Teton has a substantial working partnership with Noble Energy. The two are partners on a 3,000 plus well project in the Eastern DJ Basin that Noble has called a “growth project” for it.  Teton is named in recent Noble presentations. This project, assuming only 1/3rd is drilled, should yield Teton at least 175BCF of gas. Drilling results have been over 90% without the aid of seismic. Teton paid nothing for its share of this project. A very conservative value would be $3 a share. This project was recently expanded to over 300,000 acres.

 

Teton, American Oil & Gas, Marathon Oil & Whiting are part of a large AMI in the Williston Basin in North Dakota. This acreage is probably worth $800 an acre, so approximately $18 million in value for Teton. The company acquired the acreage for less than half that amount. The Williston Basin has some technical issues but a catalyst will be Whiting’s drilling in the Red River formation. The first well had a 99% rate of return drilling the Red River. Teton announced 10 more solid Red River locations. This project is perhaps a $10 a share option.

 

The company is banked by JP Morgan and utilizes ML Petrie as an advisor. Research by Dahlman Rose , Canacorrd & Ferris Baker with NAV ranges of $7.30 to $12.

 

With the overhead of share issuance gone, and roughly $2 in cash per share, the company’s high quality, low risk acreage is substantially undervalued.

 

 

Catalysts:

 

Insider Buying – insiders have bought almost 1% of outstanding shares in the last couple of months.

Acquisition – several of the majors like Noble Energy could acquire TEC

New land acquisitions by big name players – recently, Chesapeake Energy (CHK) has been acquiring land in the Rockies at multiples of what TEC paid

Rockies Gas Price – the price of Rockies gas has increased by more than 300% in the last year and TEC stock price has not yet appreciated.

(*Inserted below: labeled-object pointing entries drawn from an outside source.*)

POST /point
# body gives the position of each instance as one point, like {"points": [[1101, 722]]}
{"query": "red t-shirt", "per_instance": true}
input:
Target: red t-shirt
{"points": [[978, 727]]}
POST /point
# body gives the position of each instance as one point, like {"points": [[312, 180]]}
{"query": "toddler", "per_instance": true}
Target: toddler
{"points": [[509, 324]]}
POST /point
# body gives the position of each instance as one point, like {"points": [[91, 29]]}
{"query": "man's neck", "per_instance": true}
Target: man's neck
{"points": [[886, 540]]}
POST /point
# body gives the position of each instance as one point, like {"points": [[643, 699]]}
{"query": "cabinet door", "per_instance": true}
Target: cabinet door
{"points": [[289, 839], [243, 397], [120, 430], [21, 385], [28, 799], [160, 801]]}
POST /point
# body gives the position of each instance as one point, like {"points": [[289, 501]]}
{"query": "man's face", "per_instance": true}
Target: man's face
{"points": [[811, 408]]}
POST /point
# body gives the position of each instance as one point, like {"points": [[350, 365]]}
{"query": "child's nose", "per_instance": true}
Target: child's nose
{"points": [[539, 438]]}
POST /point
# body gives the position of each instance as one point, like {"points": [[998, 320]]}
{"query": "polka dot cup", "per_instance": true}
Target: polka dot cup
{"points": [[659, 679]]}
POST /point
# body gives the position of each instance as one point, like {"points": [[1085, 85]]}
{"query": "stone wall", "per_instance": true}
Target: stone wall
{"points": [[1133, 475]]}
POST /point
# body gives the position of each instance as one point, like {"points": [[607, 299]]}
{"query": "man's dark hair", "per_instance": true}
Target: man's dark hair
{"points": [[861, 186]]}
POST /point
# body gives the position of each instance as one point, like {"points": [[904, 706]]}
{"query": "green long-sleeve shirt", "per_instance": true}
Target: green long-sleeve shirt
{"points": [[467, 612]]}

Partnership announcements – South Frenchman Creek and Big Horn partners should be announced this quarter

Changes in SEC Reserve Accounting- Proposals are out that could dramatically enhance the reporting for companies in “resource basins”, like TEC.

 

Risks:

 

Commodity Price Decline – the price of natural gas and oil could decline and TEC would still be worth $11 based on acreage values.  However, perception of a declining commodity prices could affect the stock price on a short term basis.

 

Stock issuance – the company could try to raise capital via a stock sale.  However, they have $2 per share in cash at this time and strong support from JPM.

 

Disclaimer:  We currently have a position in TEC and we may buy or sell stock without notifying VIC members.

Catalyst

Insider Buying – insiders have bought almost 1% of outstanding shares in the last couple of months.

Acquisition – several of the majors like Noble Energy could acquire TEC

New land acquisitions by big name players – recently, Chesapeake Energy (CHK) has been acquiring land in the Rockies at multiples of what TEC paid

Rockies Gas Price – the price of Rockies gas has increased by more than 300% in the last year and TEC stock price has not yet appreciated.

Partnership announcements – South Frenchman Creek and Big Horn partners should be announced this quarter

Changes in SEC Reserve Accounting- Proposals are out that could dramatically enhance the reporting for companies in “resource basins”, like TEC.